* Dalian iron ore, Shanghai rebar hit multi-year highs this week
* Spot iron ore could still top $100/tonne - CMC Markets
By Manolo Serapio Jr
MANILA, Feb 24 (Reuters) - China's iron ore futures slid nearly 5 percent on Friday and were headed for a weekly loss after a rapid rally underpinned by expectations that strong infrastructure spending would spur steel demand in the world's top consumer.
The fall pulled iron ore futures further away from a record high reached earlier in the week, and should similarly drag down spot prices, which have climbed to multi-year highs near $100 a tonne.
The most-traded iron ore on the Dalian Commodity Exchange DCIOcv1 was down 4.9 percent at 681 yuan ($99) a tonne, after initially touching a two-week low of 674 yuan. The contract, which hit a record high of 741.50 yuan on Tuesday, was down 2.6 percent for the week.
"The size of today's move does reflect the speed with which iron ore has risen. But I suspect we will find a base over the next session or two before moving higher again," said Michael McCarthy, chief market strategist at CMC Markets.
For some investors, it's "a shorting opportunity looking for a more normal iron ore price," he said.

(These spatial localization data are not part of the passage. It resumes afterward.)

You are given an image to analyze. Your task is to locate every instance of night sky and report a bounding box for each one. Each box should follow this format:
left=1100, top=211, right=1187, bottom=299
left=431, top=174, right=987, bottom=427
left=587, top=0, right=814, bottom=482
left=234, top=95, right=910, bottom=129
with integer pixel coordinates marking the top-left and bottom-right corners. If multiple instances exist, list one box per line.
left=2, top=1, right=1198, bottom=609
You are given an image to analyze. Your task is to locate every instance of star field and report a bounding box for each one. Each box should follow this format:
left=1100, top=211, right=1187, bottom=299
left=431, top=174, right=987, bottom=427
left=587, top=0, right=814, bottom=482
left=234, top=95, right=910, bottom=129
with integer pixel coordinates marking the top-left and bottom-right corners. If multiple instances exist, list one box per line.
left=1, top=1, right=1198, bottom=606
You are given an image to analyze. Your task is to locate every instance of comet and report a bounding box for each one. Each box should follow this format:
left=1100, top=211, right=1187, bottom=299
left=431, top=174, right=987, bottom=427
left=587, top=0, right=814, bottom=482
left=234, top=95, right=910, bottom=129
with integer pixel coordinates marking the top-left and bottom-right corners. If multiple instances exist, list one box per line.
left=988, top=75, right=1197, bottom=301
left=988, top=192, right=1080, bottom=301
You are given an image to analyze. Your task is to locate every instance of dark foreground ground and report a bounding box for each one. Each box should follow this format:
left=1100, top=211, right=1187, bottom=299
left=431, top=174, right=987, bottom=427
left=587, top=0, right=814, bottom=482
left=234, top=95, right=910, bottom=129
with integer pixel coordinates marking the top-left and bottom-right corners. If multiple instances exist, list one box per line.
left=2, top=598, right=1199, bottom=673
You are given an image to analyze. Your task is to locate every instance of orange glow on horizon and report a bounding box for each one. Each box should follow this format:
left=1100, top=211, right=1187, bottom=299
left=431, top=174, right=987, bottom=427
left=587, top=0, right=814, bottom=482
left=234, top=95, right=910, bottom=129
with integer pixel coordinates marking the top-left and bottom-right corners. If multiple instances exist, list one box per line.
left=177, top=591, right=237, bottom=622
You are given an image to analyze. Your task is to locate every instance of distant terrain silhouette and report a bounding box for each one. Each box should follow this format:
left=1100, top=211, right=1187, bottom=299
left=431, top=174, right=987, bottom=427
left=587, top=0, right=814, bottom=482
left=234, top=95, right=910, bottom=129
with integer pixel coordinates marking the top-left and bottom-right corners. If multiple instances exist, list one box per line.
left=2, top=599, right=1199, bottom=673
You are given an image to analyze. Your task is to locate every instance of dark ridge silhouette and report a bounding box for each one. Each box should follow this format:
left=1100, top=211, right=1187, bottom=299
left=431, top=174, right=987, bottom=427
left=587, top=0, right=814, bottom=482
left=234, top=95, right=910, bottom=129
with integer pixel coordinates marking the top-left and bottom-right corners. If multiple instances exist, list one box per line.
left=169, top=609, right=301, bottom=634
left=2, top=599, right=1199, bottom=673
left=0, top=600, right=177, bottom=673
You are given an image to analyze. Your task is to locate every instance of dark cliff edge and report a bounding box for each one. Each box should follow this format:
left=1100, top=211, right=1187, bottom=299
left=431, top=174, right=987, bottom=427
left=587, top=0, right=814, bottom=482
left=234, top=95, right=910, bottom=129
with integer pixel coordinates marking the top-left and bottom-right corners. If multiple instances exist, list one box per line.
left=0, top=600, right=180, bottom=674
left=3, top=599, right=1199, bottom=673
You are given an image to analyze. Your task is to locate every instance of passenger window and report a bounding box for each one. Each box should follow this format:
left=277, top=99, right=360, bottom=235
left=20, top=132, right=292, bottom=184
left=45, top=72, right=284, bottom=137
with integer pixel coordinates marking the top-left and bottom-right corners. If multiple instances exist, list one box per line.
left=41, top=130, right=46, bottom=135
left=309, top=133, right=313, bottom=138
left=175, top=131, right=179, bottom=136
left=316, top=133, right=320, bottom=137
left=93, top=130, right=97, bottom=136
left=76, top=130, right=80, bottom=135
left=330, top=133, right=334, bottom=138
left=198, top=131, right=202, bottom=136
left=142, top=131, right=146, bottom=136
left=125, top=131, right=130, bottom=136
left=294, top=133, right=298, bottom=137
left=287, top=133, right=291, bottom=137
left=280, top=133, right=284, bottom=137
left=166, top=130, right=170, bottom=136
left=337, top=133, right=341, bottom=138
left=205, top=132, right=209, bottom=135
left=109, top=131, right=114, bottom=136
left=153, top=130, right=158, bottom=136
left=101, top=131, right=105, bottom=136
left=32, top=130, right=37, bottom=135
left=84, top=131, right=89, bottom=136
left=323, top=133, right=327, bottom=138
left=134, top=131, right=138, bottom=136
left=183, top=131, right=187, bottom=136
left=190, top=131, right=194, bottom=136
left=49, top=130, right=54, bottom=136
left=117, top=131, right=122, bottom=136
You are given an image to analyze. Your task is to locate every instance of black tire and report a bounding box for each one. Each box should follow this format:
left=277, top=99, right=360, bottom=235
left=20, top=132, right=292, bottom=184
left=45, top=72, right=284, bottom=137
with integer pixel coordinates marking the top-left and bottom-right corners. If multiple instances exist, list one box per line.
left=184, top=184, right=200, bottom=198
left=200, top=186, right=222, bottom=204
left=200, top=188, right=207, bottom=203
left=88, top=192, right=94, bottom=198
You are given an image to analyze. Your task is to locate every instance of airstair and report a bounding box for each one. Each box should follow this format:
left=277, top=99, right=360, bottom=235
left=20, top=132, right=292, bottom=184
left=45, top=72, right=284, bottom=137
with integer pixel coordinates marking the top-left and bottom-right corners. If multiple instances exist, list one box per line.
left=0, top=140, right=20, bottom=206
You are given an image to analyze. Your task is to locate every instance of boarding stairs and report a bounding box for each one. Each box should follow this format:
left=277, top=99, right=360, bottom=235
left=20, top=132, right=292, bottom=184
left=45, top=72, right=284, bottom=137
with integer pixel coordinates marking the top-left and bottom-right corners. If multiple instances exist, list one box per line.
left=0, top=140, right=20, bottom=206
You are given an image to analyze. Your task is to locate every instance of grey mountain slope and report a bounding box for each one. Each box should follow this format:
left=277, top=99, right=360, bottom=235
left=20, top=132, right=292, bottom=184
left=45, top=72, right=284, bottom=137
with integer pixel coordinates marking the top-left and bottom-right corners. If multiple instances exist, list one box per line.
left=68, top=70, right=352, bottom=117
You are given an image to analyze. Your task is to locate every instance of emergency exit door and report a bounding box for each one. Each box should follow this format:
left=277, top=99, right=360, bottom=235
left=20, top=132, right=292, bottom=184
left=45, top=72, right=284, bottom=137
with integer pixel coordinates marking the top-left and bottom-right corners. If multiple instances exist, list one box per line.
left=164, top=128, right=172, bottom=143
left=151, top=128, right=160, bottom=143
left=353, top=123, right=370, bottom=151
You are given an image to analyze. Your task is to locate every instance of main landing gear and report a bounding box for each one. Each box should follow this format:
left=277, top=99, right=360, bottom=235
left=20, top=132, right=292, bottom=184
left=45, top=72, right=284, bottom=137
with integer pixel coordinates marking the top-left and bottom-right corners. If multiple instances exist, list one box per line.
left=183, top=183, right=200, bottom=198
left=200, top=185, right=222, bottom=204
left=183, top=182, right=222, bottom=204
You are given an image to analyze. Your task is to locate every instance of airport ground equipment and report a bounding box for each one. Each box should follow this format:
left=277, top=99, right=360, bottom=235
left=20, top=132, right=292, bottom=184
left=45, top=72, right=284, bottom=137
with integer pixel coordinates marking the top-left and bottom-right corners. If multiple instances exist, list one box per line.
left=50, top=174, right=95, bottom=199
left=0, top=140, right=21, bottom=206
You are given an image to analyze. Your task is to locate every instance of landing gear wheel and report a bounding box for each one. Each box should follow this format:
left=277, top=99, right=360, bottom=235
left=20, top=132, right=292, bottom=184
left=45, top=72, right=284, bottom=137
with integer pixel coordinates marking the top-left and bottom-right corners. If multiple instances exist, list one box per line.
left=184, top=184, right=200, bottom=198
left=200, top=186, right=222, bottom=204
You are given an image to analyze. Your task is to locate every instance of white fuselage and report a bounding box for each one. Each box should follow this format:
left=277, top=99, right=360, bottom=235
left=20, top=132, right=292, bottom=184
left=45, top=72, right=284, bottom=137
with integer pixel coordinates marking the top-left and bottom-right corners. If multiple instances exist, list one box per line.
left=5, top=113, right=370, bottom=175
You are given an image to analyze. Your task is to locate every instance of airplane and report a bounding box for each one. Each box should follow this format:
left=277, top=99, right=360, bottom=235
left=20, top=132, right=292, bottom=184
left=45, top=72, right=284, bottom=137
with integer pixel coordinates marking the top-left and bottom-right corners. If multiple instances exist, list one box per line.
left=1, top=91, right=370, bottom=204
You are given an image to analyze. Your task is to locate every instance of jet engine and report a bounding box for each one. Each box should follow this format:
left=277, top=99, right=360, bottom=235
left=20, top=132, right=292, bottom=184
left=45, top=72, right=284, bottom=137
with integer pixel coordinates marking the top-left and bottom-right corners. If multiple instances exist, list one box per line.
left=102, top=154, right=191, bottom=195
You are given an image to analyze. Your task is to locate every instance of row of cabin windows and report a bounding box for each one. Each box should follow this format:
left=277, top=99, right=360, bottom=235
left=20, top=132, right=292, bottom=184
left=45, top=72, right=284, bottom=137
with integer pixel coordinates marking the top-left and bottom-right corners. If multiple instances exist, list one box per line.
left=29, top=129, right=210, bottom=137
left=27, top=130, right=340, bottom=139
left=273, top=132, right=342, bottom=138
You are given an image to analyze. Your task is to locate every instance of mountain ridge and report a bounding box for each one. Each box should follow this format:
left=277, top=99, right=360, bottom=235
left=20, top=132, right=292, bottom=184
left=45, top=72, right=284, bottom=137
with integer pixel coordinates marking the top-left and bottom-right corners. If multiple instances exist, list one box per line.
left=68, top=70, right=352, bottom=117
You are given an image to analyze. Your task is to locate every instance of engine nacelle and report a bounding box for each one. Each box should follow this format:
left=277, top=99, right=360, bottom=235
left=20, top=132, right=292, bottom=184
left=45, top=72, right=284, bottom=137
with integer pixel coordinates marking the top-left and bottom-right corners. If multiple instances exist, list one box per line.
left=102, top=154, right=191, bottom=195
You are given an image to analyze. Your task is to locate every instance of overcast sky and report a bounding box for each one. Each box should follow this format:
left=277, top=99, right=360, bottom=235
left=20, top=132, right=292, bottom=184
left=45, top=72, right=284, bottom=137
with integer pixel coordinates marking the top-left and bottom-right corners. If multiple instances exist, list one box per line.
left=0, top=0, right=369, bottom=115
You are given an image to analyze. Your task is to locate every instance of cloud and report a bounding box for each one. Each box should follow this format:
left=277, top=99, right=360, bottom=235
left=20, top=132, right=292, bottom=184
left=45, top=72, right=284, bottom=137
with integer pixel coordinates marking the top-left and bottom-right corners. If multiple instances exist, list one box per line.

Iron ore for delivery to China's Qingdao port .IO62-CNO=MB fell 3.1 percent to $91.34 a tonne on Thursday, according to Metal Bulletin. The spot benchmark, which hit a 30-month peak of $94.86 on Tuesday, was still up 1.1 percent so far this week.
"The underlying supply-demand (condition) is supportive of higher prices in my view. I wouldn't be surprised to see an iron ore price above $100 a tonne," said McCarthy.
Iron ore prices have tracked the rally in China's steel market that had been supported by hopes of a pickup in construction activity from next month as well as Beijing's efforts to boost infrastructure investment to spur the economy.
"While we continue to believe that steel and iron ore prices are factoring in overly optimistic demand projections, China is likely to keep infrastructure investment, particularly transport, supported to shore up growth before elections in November," Commonwealth Bank of Australia analyst Vivek Dhar said in a note.
The most-active rebar on the Shanghai Futures Exchange SRBcv1 dropped 2.9 percent to 3,411 yuan per tonne, after hitting a three-year high of 3,630 yuan on Tuesday.